Another case of good intentions gone bad? We’ll plead the Fifth.
Speaking of the Appeals Panel, if you ever happen upon a written AP decision, it might behoove you to march right down to the local convenience store and buy yourself a lottery ticket. An open records request regarding Appeals Panel decision outcomes in 2018 reveals that the overwhelming majority of CCH decisions become final by operation of law. This will not come as a surprise to most, but some might find the actual percentage astounding. In 2018, a total of 2,766 Requests for Review were submitted to the Appeals Panel. Of those, the Appeals Panel reviewed and affirmed 18, reversed and rendered 6, remanded 31, and partially remanded 36. (Thirty decisions were a mixture-- some issues being affirmed, some reversed and rendered.) Of the 2,766 total Requests for Review of CCH decisions submitted, a staggering 2,744, or 99.2%, became final by operation of law.
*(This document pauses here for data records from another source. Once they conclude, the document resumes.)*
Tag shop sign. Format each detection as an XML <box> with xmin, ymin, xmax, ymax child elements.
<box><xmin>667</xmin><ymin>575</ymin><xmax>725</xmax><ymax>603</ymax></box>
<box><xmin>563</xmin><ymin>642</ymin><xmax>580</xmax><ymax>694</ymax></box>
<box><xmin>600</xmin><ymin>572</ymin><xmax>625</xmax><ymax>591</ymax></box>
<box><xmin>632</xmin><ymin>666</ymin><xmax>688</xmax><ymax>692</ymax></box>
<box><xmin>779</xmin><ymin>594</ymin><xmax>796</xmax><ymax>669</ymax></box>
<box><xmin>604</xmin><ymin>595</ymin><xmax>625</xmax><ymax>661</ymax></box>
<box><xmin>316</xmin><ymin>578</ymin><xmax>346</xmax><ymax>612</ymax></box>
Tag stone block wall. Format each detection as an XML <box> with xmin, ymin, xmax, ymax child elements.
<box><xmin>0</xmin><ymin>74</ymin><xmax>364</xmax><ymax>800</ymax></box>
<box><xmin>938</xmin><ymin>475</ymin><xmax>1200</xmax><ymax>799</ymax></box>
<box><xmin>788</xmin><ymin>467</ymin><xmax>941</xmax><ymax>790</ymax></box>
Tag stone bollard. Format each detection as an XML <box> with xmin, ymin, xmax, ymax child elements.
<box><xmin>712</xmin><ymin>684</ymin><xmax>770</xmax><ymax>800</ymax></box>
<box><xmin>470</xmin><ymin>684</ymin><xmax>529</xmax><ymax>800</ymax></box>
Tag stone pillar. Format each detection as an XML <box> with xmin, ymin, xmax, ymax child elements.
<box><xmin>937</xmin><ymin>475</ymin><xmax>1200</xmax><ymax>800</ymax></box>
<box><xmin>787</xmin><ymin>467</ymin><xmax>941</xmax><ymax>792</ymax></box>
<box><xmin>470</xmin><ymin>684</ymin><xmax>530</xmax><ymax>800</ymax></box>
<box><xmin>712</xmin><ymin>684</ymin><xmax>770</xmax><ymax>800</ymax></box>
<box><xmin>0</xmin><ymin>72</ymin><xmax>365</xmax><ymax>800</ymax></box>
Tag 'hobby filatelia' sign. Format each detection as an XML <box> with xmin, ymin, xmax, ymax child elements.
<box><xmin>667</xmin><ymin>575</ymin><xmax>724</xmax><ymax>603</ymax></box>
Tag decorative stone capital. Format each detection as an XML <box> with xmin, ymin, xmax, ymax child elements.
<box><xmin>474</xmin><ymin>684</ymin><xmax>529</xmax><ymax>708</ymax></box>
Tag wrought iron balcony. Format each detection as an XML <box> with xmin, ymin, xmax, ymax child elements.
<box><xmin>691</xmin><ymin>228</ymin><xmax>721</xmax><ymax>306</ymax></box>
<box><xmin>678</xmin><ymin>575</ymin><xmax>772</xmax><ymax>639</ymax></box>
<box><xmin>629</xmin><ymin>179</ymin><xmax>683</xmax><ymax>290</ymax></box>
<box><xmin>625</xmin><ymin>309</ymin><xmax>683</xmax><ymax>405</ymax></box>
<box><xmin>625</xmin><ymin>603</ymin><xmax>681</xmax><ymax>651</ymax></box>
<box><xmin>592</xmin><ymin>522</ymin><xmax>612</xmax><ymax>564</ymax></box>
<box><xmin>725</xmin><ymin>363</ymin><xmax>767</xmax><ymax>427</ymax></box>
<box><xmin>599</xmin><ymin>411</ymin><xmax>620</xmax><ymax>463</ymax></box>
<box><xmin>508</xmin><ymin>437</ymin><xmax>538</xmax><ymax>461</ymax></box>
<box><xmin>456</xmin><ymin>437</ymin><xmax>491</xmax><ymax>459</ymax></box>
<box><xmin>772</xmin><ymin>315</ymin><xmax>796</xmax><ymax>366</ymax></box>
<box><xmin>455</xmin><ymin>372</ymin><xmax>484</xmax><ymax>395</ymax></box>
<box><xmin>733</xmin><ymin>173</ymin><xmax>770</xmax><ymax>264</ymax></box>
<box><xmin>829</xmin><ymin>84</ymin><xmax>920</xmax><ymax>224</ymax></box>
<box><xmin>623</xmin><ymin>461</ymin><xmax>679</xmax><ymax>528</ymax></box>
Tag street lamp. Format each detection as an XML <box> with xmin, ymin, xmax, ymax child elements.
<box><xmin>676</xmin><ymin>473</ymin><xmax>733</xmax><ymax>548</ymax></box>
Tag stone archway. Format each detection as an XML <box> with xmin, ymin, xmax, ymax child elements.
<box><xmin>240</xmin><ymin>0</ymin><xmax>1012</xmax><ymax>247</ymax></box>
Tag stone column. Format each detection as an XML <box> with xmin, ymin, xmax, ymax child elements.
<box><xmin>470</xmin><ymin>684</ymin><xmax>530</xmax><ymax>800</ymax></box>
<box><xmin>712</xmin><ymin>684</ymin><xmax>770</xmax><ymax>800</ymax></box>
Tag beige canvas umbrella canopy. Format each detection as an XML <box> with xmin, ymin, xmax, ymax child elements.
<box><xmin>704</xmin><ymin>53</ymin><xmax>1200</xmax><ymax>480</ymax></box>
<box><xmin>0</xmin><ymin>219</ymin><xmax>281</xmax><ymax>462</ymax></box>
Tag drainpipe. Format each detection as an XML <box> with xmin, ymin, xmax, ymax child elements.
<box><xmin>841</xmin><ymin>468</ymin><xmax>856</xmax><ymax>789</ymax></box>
What does this mean? The odds the Appeals Panel will write a decision in a case are 4.2%. The odds the Appeals Panel will reverse and render or remand in a case are 3.5%.
These odds not quite as bad as the lottery, but even if one happens upon an actual written decision from the Appeals Panel, the outcome might not be as favorable. A lottery ticket at least provides one the momentary dream of owning his/her own private island.